Once again, states continue to look to gaming to bring in revenue to their state’s economy. It’s just a surprise that the concern(need) has risen out of the ashes again in New Hampshire.
New Hampshire Sen. Lou D’Allesandro has rekindled talk of gaming in the Granite state saying he will file legislation in September calling for the Legislature to approve casino gambling to generate millions of dollars in revenue for the cash-strapped state.
If you recall my coverage months ago, his decision comes on the heels of a House of Representatives vote in May to kill Senate Bill 152, a proposal that would have permitted the establishment of a single casino in the state. And I thought after that defeat, the fight was over. But since then, D’Allesandro said he’s been contacting Democrats to discuss the issue with them so he can draft a bill that addresses their concerns.
“Residents need to tell their lawmakers that expanded gambling is desperately needed to boost state coffers and fund millions of dollars in repairs to the state’s deteriorating roads and bridges. They know the roads are falling apart, they know the bridges are falling apart and they know we don’t have the money to fix them,” D’Allesandro said.

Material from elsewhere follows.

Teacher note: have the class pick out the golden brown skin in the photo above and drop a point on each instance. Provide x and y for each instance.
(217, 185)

But there is lots of concern that New Hampshire is just too late to the Casino Party – stating that there is so much gaming everywhere in America, let alone New England. Other New Hampshire legislators think it would be a mistake to be included in what is perceived as a soon to be saturated and declining industry.

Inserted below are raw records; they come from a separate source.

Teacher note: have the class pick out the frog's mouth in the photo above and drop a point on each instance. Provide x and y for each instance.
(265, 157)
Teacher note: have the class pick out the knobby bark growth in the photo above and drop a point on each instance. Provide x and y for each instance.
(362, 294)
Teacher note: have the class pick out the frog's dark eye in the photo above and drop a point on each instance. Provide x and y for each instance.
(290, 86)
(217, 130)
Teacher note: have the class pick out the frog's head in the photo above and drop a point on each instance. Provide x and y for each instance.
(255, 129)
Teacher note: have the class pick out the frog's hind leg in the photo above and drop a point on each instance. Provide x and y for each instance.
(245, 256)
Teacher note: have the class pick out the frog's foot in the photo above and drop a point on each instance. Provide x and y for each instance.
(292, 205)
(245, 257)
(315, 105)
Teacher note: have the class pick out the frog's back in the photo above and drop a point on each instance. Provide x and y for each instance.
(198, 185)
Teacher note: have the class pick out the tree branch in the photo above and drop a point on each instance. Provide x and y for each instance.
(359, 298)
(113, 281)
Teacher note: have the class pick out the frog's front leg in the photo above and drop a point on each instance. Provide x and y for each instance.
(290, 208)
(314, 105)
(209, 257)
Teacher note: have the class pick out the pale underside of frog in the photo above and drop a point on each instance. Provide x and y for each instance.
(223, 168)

Jim Rubens, chairman of the Granite State Coalition Against Expanded Gambling, saying “The New England casino market is almost fully saturated, Internet gambling is already legal in three states, and taxpayers in three states are now subsidizing failing casinos. Why a New Hampshire legislator would want to hook our economy and state budget to this is beyond me.”
So, in New Hampshire, the DJ has had a request to replay an song previously played. Everybody on the dance floor, the last dance is about to start all over again. It’s called “the Massachusetts Knee-Jerk.Reaction”
And we dance again……..that’s all for now.